In accordance with the provisions of Article 261-1 of the AMF General Regulation, the Company appointed the firm FINEXSI, represented by Mr. Olivier PERONNET and Mr. Lucas ROBIN, as Independent Expert on April 28, 2025. The firm was tasked with preparing a report on the financial terms of the Offer.

The report issued by FINEXSI, dated July 4, 2025, is reproduced in its entirety in the Appendix to the Draft Response Document and forms an integral part thereof.

The conclusions of this report are included in the reasoned opinion of the Supervisory Board presented above.

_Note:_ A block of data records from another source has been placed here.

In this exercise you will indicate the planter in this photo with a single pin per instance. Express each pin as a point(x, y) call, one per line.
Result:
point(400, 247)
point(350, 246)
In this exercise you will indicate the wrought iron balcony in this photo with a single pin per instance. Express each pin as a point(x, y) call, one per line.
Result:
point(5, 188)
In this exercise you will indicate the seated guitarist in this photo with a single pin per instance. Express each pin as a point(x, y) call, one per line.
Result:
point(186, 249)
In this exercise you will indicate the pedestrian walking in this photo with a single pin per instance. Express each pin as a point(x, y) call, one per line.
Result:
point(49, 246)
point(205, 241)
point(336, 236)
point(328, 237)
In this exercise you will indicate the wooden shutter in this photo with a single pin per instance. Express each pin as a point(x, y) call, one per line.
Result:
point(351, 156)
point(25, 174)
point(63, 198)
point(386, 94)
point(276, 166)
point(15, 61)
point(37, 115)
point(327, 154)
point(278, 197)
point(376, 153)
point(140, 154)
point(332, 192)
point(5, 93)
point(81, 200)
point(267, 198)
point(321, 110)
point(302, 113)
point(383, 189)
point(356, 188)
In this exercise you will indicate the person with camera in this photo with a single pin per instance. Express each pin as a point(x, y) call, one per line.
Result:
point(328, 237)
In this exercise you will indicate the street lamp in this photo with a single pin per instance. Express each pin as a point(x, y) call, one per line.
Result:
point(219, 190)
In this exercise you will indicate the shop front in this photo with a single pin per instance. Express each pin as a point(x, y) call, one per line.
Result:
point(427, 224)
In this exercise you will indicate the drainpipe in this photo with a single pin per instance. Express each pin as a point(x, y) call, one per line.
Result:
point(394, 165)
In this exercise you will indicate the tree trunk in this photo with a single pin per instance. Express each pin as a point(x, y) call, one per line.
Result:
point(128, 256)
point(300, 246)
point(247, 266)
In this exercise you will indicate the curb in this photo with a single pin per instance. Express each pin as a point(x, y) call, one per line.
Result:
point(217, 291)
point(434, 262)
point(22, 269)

  1. PROCEDURES FOR MAKING INFORMATION RELATING TO THE COMPANY AVAILABLE

In accordance with Article 231-28 of the AMF General Regulation, information relating to the legal, financial, and accounting characteristics of the Company will be filed with the AMF and made available to the public no later than the day before the opening of the public tender offer. This document will be

available on the websites of the AMF (www.amf-france.org) and ALTAMIR (www.altamir.fr), and printed copies may be obtained free of charge at the Company's registered office.

Disclaimer

This press release has been prepared for informational purposes only. It does not constitute a public offer. The distribution of this press release, the Offer, and its acceptance may be subject to specific regulations or restrictions in certain countries. The Offer is not directed at persons subject to such restrictions, either directly or indirectly, and cannot be accepted from any country where such restrictions would apply. This press release is not intended for distribution in such countries. Accordingly, persons in possession of this press release are required to inform themselves about any applicable local restrictions and to comply with them.

Altamir accepts no liability for any violation of such restrictions by any person.